Justice

Hénin-Beaumont : la municipalité procédurière mise en échec

Publié le 11 décembre 2020 à 16:17 Mise à jour le 15 décembre 2020

L’affaire remonte à 2016. René Gobert, l’ex-secrétaire du syndicat CGT des Territoriaux d’Hénin-Beaumont diffuse avec ses camarades un tract dénonçant la vidéosurveillance en mairie d’Hénin-Beaumont, qui permettrait selon eux d’espionner les agents ; il dénonce également l’éviction du jeune directeur des affaires juridiques, Édouard Blanc, dont le contrat n’est pas renouvelé pour cause de bonnes relations avec la CGT et les élus d’opposition. Sur une page Facebook anonyme créée fin décembre 2015 baptisée « La Voie d’Hénin » à la suite de l’appel de La Voix du Nord à empêcher la victoire de Marine Le Pen aux élections régionales, René Gobert devient, aux côtés des journalistes de La Voix du Nord et des élus d’opposition de gauche, la cible récurrente. La page, anonyme, est si proche des élus RN héninois que tout indique qu’ils en sont les créateurs et les rédacteurs. La première vidéo publiée par « La Voie d’Hénin », trois jours après sa création, est d’ailleurs l’enregistrement vidéo du conseil municipal d’Hénin-Beaumont par les services de la ville…

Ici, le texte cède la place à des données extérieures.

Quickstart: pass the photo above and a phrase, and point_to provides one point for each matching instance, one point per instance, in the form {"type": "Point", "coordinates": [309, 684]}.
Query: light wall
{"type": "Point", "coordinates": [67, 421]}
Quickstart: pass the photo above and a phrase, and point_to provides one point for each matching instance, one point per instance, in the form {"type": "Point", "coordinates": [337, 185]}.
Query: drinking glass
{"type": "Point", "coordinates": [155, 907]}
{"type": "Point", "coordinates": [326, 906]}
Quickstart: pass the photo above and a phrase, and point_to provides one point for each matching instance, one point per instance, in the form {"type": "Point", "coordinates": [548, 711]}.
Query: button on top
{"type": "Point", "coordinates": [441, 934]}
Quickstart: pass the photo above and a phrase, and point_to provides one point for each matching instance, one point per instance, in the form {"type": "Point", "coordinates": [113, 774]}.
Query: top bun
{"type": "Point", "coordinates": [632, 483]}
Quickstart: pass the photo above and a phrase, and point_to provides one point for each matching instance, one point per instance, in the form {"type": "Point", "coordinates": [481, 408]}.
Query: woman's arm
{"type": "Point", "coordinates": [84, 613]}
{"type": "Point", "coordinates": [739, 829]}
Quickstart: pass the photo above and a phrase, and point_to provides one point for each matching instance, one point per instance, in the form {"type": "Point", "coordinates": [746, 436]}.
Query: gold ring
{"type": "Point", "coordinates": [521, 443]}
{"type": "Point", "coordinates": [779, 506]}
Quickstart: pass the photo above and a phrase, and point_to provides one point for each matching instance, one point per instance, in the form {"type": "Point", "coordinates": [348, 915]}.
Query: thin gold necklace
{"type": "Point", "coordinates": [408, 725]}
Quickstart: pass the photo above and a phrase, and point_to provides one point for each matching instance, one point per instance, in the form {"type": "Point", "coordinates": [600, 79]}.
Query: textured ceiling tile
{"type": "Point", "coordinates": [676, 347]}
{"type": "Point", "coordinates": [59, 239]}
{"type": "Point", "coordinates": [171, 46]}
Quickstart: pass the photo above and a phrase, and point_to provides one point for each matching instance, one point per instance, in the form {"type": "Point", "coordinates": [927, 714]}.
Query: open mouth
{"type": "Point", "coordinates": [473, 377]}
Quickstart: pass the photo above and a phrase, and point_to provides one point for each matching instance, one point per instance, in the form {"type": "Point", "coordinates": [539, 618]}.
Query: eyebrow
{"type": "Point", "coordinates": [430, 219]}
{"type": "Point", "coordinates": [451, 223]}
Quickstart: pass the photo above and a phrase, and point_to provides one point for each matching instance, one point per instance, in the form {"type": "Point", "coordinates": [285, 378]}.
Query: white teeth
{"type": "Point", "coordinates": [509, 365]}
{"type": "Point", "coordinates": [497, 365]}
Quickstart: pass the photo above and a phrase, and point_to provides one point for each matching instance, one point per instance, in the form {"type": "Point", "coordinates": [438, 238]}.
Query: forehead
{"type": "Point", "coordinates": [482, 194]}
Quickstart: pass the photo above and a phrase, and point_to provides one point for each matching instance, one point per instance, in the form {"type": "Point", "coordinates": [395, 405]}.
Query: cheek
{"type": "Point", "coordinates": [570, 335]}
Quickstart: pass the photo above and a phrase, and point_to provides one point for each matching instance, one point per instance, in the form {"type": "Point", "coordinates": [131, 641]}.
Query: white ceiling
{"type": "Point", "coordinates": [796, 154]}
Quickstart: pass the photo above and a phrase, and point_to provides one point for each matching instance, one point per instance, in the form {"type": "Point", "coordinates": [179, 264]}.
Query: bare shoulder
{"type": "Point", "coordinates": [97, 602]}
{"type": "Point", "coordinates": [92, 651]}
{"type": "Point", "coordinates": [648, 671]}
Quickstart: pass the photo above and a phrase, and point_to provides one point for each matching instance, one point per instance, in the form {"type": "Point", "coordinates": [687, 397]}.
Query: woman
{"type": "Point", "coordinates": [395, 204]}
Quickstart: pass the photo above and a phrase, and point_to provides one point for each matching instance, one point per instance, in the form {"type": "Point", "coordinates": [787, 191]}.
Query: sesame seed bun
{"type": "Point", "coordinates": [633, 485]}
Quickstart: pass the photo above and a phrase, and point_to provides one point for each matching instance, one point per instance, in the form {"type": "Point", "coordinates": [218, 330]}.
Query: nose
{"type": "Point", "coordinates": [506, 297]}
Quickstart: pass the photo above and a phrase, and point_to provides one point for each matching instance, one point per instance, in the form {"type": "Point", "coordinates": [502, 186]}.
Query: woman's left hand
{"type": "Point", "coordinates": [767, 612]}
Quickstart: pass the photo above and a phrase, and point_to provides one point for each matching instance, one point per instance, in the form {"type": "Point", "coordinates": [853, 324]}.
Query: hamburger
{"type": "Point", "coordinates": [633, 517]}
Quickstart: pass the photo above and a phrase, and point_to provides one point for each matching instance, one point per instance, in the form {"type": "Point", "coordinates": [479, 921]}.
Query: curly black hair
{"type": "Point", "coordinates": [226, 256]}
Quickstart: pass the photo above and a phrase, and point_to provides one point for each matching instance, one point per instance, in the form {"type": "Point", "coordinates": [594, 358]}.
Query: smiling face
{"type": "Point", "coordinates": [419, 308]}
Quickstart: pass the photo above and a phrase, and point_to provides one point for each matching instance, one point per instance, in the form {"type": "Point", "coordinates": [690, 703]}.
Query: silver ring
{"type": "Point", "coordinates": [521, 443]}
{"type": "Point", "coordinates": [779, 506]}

Mise en examen d’un adjoint

Pendant plusieurs mois, René Gobert, qui est muté dans un autre service, est accusé sur « La Voie d’Hénin » d’être un « incapable », « incompétent », un « judas » au service de l’opposition de gauche. Les membres du bureau de la CGT des territoriaux sont traités d’« alcooliques » et de « paresseux ». Un article s’en prend même à la fille de René Gobert, qui craque et publie un post Facebook injuriant les élus RN héninois et menaçant de se venger après que la municipalité lui a refusé la protection fonctionnelle pour porter plainte contre « La Voie d’Hénin ». Et pour cause… On apprendra au mois d’octobre 2017 la mise en examen de Christopher Szczurek, adjoint au maire de Steeve Briois et conseiller départemental RN, à la suite d’une plainte de La Voix du Nord contre « La Voie d’Hénin » et d’une enquête de police qui a permis de remonter à son adresse IP. L’adjoint RN bénéficiera finalement d’un non-lieu... En arrêt-maladie pour dépression pendant quinze mois suite au harcèlement dont il est victime, René Gobert est menacé de révocation et poursuivi pour injures et menaces devant le tribunal correctionnel de Béthune, qui le condamne en octobre 2017 à deux mois de prison avec sursis. En revanche, le conseil de discipline de recours de la fonction publique annule sa révocation et se prononce pour sa réintégration après une exclusion d’un an dont la moitié avec sursis. L’ex-délégué CGT et la municipalité se sont finalement retrouvés le 13 novembre dernier devant le tribunal administratif (TA) de Lille. La municipalité RN demandait au TA d’annuler la décision du conseil de discipline sur la réintégration de René Gobert et contestait son arrêt-maladie ; de son côté, l’ex-délégué CGT dénonçait le harcèlement moral dont il était l’objet. Le tribunal administratif a rendu sa décision cette semaine, rejetant les deux demandes de la municipalité RN héninoise. Pour les juges lillois, la dépression de René Gobert était la conséquence directe du cyberharcèlement dont il a été victime et c’est dans ce cadre qu’il faut comprendre la décision du conseil de discipline de recours, confirmée par le tribunal administratif, rejetant la demande de révocation. La municipalité RN échappe cependant à une condamnation pour harcèlement moral du fait de l’absence de preuve de leur implication derrière la page « La Voie d’Hénin ». René Gobert devra verser 1 500 euros de frais de justice à la mairie d’Hénin-Beaumont qui devra lui verser en retour 3 000 euros.